Quantum Engineering of a Low-Entropy Gas of Heteronuclear Bosonic Molecules in an Optical Lattice

TL;DR

This paper presents a versatile method for creating low-entropy, ultracold heteronuclear molecules in an optical lattice, enabling advanced quantum many-body physics experiments with long-range interactions.

Contribution

It introduces a novel technique for mixing two-species quantum gases in an optical lattice to produce high-filling, low-entropy heteronuclear molecules.

Findings

Achieved over 30% lattice filling fraction of RbCs molecules.

Produced a dense sample of more than 5000 ultracold molecules.
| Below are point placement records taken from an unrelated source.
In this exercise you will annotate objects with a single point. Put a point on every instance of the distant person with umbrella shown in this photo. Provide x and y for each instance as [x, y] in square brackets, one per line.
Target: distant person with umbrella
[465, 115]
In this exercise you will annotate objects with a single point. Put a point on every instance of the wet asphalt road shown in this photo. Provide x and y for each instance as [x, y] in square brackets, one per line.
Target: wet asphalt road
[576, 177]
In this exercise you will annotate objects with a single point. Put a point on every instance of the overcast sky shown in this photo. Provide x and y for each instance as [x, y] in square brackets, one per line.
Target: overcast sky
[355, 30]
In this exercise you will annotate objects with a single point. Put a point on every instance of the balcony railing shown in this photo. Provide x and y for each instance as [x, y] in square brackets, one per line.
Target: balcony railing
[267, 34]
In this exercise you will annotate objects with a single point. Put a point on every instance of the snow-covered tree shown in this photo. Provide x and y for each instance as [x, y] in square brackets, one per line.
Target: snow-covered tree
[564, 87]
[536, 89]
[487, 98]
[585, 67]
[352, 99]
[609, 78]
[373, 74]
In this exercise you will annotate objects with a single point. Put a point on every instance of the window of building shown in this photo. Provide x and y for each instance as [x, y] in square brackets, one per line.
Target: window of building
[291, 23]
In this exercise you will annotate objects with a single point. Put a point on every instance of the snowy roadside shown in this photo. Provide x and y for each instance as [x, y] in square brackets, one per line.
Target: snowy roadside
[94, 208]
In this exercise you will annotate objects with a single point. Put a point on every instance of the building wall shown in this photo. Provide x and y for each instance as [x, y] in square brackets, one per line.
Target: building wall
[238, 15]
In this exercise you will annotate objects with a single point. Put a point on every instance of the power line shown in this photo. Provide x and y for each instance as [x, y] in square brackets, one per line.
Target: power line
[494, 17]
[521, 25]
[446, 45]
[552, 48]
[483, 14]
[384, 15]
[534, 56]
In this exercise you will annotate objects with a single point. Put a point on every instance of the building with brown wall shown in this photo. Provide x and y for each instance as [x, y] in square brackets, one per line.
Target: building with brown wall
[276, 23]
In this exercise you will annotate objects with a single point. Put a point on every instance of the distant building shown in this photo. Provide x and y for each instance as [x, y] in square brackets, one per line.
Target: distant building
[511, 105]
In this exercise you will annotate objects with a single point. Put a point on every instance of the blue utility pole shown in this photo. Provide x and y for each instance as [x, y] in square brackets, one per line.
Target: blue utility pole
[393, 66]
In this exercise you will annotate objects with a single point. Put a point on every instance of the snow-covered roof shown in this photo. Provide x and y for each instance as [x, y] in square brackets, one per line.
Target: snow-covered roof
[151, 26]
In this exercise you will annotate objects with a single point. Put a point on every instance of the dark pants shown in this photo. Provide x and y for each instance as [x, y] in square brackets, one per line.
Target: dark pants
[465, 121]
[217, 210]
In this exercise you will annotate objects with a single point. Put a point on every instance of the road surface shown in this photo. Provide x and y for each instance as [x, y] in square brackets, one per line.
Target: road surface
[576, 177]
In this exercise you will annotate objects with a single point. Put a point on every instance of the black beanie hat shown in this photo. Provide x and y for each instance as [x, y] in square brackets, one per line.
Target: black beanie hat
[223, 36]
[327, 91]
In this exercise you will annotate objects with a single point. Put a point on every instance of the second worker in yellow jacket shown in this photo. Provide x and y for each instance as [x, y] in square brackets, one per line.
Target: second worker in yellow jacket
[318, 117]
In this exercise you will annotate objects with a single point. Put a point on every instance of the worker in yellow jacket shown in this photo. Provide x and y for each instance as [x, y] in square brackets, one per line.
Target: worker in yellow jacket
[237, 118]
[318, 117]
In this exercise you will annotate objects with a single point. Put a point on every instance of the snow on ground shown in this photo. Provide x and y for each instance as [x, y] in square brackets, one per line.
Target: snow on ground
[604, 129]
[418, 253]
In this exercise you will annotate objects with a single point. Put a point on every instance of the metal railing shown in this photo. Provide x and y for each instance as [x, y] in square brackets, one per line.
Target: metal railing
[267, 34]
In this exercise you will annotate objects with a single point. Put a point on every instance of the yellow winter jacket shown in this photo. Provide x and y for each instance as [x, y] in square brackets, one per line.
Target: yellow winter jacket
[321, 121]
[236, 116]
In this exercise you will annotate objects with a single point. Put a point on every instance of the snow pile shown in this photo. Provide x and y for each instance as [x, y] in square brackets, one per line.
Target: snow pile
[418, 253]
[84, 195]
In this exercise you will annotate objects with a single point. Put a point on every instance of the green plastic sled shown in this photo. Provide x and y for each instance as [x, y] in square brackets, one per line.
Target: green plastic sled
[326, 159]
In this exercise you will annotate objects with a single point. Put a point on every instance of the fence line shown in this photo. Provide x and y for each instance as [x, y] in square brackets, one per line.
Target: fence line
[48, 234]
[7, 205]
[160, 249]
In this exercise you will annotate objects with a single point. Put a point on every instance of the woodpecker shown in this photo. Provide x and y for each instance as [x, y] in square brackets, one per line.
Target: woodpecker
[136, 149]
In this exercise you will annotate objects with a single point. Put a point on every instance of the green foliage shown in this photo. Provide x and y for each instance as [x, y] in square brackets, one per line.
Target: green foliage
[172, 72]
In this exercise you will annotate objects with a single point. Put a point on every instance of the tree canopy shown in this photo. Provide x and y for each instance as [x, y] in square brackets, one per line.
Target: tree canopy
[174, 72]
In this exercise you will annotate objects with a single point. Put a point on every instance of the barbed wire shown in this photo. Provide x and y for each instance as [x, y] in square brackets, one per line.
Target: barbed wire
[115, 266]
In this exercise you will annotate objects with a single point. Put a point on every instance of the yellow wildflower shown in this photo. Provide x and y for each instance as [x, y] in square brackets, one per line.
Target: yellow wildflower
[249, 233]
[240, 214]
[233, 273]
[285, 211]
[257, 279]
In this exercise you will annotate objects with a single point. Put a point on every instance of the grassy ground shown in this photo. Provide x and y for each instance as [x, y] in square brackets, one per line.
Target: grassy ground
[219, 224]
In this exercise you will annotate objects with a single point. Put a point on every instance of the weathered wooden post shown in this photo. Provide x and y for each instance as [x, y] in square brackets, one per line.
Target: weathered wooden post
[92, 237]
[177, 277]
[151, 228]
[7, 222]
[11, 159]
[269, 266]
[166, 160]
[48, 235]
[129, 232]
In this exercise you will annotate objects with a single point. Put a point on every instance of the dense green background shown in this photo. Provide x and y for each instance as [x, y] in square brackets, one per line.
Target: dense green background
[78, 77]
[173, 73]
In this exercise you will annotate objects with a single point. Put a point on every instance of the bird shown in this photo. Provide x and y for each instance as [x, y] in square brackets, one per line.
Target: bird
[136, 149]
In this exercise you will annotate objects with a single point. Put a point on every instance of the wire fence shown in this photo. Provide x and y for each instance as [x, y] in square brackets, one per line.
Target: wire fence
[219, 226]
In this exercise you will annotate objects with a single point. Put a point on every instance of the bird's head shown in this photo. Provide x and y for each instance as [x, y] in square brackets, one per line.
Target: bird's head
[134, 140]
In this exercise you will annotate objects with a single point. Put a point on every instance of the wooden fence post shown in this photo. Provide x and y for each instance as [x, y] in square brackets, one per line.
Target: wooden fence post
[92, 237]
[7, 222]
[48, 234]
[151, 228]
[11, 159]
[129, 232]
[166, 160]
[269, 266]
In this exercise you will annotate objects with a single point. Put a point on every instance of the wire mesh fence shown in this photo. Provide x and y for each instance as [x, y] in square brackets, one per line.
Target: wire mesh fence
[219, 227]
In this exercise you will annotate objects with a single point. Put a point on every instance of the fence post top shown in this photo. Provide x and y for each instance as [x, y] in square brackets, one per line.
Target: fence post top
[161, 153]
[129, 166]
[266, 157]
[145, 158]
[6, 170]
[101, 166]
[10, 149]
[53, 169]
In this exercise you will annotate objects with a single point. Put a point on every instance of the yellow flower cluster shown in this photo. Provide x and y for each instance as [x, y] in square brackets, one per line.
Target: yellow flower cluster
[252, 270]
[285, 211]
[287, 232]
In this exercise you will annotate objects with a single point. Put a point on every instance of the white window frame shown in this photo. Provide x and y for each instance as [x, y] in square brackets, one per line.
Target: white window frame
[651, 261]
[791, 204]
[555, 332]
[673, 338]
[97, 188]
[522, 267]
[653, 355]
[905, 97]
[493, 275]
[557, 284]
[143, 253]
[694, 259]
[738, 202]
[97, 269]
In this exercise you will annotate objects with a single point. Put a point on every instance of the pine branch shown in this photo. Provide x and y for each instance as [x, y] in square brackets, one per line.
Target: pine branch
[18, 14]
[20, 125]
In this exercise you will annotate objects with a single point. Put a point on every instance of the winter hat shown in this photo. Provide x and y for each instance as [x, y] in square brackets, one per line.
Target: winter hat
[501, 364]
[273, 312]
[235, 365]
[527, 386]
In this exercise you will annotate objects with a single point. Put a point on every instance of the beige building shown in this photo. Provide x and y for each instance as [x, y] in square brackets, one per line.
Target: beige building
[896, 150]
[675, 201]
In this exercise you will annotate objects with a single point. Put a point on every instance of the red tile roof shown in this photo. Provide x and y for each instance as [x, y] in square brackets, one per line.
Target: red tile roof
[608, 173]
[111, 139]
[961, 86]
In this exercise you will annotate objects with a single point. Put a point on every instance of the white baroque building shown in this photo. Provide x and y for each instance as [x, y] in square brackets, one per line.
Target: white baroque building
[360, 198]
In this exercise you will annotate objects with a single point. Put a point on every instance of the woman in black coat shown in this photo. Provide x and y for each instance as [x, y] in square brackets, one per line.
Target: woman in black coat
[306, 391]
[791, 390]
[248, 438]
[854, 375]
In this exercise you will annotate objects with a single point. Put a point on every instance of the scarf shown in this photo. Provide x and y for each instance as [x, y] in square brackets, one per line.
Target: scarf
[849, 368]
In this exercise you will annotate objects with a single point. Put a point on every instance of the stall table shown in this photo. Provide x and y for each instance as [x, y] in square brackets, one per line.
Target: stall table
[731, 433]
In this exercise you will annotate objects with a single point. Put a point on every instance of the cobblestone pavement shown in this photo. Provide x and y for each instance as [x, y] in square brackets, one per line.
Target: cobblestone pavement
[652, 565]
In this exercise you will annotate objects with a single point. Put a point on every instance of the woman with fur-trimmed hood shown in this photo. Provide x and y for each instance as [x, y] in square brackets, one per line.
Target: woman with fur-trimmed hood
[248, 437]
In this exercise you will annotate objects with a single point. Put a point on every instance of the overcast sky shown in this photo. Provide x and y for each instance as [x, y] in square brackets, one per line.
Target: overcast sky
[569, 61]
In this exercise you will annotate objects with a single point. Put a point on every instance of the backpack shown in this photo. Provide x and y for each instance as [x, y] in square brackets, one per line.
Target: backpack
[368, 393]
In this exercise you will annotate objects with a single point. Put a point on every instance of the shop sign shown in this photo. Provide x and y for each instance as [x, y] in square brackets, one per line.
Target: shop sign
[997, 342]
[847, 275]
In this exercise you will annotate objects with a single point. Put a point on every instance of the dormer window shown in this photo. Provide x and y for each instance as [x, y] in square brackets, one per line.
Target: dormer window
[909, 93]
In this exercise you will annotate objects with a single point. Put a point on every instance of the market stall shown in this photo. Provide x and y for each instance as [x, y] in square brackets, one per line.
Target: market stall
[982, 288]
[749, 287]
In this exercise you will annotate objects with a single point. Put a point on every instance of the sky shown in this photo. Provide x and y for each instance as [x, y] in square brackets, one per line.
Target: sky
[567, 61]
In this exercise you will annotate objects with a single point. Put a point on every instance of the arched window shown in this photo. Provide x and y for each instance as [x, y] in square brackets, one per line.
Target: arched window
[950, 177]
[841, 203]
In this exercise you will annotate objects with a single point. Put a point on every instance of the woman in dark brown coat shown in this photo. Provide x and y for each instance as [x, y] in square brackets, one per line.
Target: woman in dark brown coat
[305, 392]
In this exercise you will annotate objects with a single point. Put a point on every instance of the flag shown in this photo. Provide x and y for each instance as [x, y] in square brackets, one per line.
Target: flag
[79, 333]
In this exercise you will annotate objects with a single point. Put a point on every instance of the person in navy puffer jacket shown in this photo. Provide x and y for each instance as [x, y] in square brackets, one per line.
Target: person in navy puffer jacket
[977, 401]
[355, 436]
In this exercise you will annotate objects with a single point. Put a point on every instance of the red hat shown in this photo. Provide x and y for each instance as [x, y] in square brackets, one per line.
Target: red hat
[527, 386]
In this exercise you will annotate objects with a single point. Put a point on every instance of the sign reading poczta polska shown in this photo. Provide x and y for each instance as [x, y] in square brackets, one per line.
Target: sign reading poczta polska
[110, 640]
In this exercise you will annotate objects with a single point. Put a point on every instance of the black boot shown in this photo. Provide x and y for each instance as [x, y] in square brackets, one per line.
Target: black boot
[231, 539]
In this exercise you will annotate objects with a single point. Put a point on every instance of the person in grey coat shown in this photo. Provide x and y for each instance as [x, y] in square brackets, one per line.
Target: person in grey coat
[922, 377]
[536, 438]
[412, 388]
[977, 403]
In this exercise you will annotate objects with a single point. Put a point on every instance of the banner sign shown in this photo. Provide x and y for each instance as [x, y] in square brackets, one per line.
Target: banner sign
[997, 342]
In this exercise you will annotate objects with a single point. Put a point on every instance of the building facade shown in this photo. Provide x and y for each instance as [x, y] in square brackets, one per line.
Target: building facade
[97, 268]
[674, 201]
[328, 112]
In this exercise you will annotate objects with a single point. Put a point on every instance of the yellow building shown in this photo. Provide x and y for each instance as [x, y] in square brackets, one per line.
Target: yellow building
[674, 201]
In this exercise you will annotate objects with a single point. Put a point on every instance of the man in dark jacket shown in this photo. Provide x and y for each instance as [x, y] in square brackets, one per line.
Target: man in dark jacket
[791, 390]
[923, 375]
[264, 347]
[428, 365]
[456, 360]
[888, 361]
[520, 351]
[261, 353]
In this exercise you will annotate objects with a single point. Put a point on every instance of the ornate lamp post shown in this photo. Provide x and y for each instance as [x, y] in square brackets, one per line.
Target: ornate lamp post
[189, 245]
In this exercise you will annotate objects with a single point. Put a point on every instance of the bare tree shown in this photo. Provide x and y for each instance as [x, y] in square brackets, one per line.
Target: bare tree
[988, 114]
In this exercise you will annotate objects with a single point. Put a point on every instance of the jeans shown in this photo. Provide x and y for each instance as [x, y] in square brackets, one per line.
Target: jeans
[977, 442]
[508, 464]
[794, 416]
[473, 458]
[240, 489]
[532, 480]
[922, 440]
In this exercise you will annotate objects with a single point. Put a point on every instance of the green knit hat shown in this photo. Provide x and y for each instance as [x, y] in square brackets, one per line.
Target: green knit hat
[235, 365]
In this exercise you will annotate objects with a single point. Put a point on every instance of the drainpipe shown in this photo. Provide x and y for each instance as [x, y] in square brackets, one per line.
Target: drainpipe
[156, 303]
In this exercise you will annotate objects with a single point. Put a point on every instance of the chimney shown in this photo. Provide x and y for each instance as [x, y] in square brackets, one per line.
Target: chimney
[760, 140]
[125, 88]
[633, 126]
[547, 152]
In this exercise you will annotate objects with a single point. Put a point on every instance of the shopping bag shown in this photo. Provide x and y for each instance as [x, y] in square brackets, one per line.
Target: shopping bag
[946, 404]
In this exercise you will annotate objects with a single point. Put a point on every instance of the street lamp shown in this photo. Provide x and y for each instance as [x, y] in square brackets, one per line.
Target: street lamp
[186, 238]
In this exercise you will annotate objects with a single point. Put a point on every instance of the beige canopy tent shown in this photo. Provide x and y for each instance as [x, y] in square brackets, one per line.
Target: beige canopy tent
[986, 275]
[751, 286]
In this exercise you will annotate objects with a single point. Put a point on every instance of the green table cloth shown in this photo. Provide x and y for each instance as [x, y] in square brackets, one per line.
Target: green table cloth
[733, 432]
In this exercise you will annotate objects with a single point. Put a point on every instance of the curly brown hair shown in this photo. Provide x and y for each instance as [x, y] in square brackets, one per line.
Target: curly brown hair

Demonstrated efficient atom pairing via superfluid-to-Mott insulator transitions.

Abstract

We demonstrate a generally applicable technique for mixing two-species quantum degenerate bosonic samples in the presence of an optical lattice, and we employ it to produce low-entropy samples of ultracold 87Rb133Cs Feshbach molecules with a lattice filling fraction exceeding 30%. Starting from two spatially separated Bose-Einstein condensates of Rb and Cs atoms, Rb-Cs atom pairs are efficiently produced by using the superfluid-to-Mott insulator quantum phase transition twice, first for the Cs sample, then for the Rb sample, after nulling the Rb-Cs interaction at a Feshbach resonance's zero crossing. We form molecules out of atom pairs and characterize the mixing process in terms of sample overlap and mixing speed. The dense and ultracold sample of more than 5000 RbCs molecules is an ideal starting point for experiments in the context of quantum many-body physics with long-range dipolar interactions.